Backtrac Implementation - The Major Decisions

03 June 2010

Thinking a lot about my 3rd year project, I've been considering how to implement a backup system based around a Django server. So far, I have reached the conclusion that the system will consist of three main parts:

The Django server (yet to be named)
The client daemon (backtracd)
The backup library itself (backuplib)

As I mentioned in the previous post, the Django server will be based around Celery. This will offer me the ability to schedule a task for a certain date and time in the future, which is a huge part of the implementation taken care of.

One thing I am yet to figure out, however, is how the server will communicate with the client daemons.

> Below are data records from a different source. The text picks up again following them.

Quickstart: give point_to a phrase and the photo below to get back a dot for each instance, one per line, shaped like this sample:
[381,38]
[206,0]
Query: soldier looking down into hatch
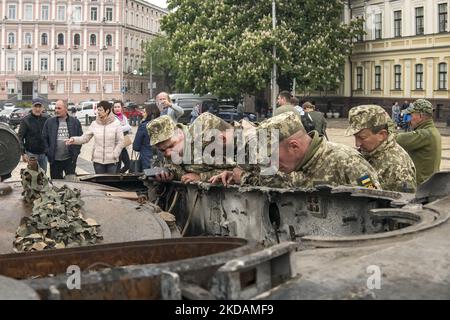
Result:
[424,143]
[373,130]
[196,152]
[308,160]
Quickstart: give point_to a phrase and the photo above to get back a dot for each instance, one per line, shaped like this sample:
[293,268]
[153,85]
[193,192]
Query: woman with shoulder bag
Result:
[108,139]
[126,128]
[141,142]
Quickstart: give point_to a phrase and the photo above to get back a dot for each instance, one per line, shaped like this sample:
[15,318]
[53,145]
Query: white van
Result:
[88,108]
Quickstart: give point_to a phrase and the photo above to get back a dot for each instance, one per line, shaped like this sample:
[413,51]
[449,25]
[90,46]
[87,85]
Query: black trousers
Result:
[125,158]
[57,168]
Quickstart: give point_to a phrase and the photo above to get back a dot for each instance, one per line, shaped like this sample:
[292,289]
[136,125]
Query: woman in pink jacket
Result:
[108,139]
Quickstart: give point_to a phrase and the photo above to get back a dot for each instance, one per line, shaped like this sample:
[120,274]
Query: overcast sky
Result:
[159,3]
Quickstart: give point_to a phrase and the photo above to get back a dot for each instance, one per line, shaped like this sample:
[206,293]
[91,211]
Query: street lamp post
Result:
[274,68]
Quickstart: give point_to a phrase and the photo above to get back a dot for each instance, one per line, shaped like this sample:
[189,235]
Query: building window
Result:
[442,8]
[76,39]
[94,12]
[92,64]
[108,65]
[442,76]
[76,87]
[12,12]
[419,21]
[76,14]
[28,12]
[76,65]
[44,12]
[60,39]
[108,40]
[398,23]
[44,64]
[11,38]
[44,39]
[377,78]
[61,13]
[11,64]
[108,14]
[93,40]
[378,26]
[359,78]
[60,64]
[27,64]
[398,77]
[419,76]
[28,38]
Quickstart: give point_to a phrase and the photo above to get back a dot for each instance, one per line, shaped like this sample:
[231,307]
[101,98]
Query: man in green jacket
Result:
[424,143]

At the moment I'm thinking XML-RPC, but it seems to me that it will end up a sort of mish-mash of different technologies - as the Django server will be exposing a JSON API (probably via Piston). I have also considered running Django on the clients too, so everything can use JSON/Piston, but this seems at the moment like an unnecessary burden.

Another thing to consider is the data that is to be transmitted between the nodes. Should I use a bunch of fields in a JSON object to represent the success/failure of a job, and how much data was backed up, etc.? Another option is to pickle a Result object of some sort - representing a result as a Python instance to be interpreted by the server. These are the things I love to think about when designing a system, and I'll certainly have plenty to write about in the inevitable report.

Something I can work on in the meantime, however, is backuplib - the client library that will actually copy the data. At the moment, it's just a wrapper around rsync/tar. That probably won't change, but it will need to get a bit smarter in the way it handles failures (and restores, of course) if it's going to make for the basis a decent backup system.